ペダル製作に従事するようになって、何週間か「どうやれば正確なボルテージを得られるか」でモンモンと悩んだけど、やっとウマくいったのがこれ(MK1 FUZZ)だ」とのこと。「ピッキングのアタックやノブで可変できるクランクの度合い」の調整は大変だった、とも言ってました。
さて、音に関してですが、大雑把に断言してしまえば、これはゲイリー・ハーストが開発したMK1サウンドとは違います。だからダメ、と言うつもりは全くなくて、むしろ逆に「これはもの凄くコントロールがしやすいMK1風ファズ」と言えるかと思います。
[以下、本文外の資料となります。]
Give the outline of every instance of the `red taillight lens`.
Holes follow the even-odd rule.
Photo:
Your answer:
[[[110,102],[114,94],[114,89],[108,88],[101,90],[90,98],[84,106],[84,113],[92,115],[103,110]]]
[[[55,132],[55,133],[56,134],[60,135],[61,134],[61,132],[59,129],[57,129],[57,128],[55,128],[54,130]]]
オリジナルMK1もそうですが、例えば我がMANLAY SOUNDの65 BENDERや、JMIが復刻したTONE BENDER MK1 REISSUE等も含め、MK1というペダルはもの凄く「大暴れ」する大音量ファズで、回路自体は単純なクセに扱いがヒジョーに難しい部類のペダルです。例えば出力は非常に大きく、またファズのツマミも9時以降に回せばいつもギンギンに歪む、ギター側のVOLコントロールにはあんまり反応しない、といった具合です。オリジナルの回路に従順に組めば、そういう「暴れ馬」ファズになるのが至極当然なのです。
おそらくビルダーのマーク・ハリソン氏は、その点を改良しようと思ったハズです(というか、メールでもその旨を伝えてきました)。出力はオリジナルより控えめに設定され、単純に言えば今のフツーのギター・エフェクターの標準的な音量に近い、と言えると思います。また、前述した内部トリム・ポットの設定によって歪み具合は調整できます。ですから、ギター側のVOLポットに追随するような(語弊を承知の上で言えばFUZZ FACE風なクランクを得ることが可能な)ファズになっています。ハリソン氏は「ピッキングのアタックとネイル(食い付き/日本ではバイト感、などとも言いますね)、クラリティー(透明度/これはクリスタルな、という意味ではなく、明確に効果がわかる、という意味です)に一番重点を置いた」と言ってるので、こういう形のサウンドになったと推測されます。歪みの度合いよりは、一番おいしいハーモニクスを得られるスイートスポットを重視した、とも言っていました。

マーク・ハリソン氏はこれに続けて、最近新たに「MK1のファズにトレブル・ブースター回路をくっつけたペダルを製作した」という話をしてくれました。3つのチキンヘッド・ノブを使い、フットスイッチを2ケ採用したのがそのペダル(上の写真がソレです)で、これもMK1 FUZZと同様に現在ABRAXAS SOUNDのブランドから発売されているそうです。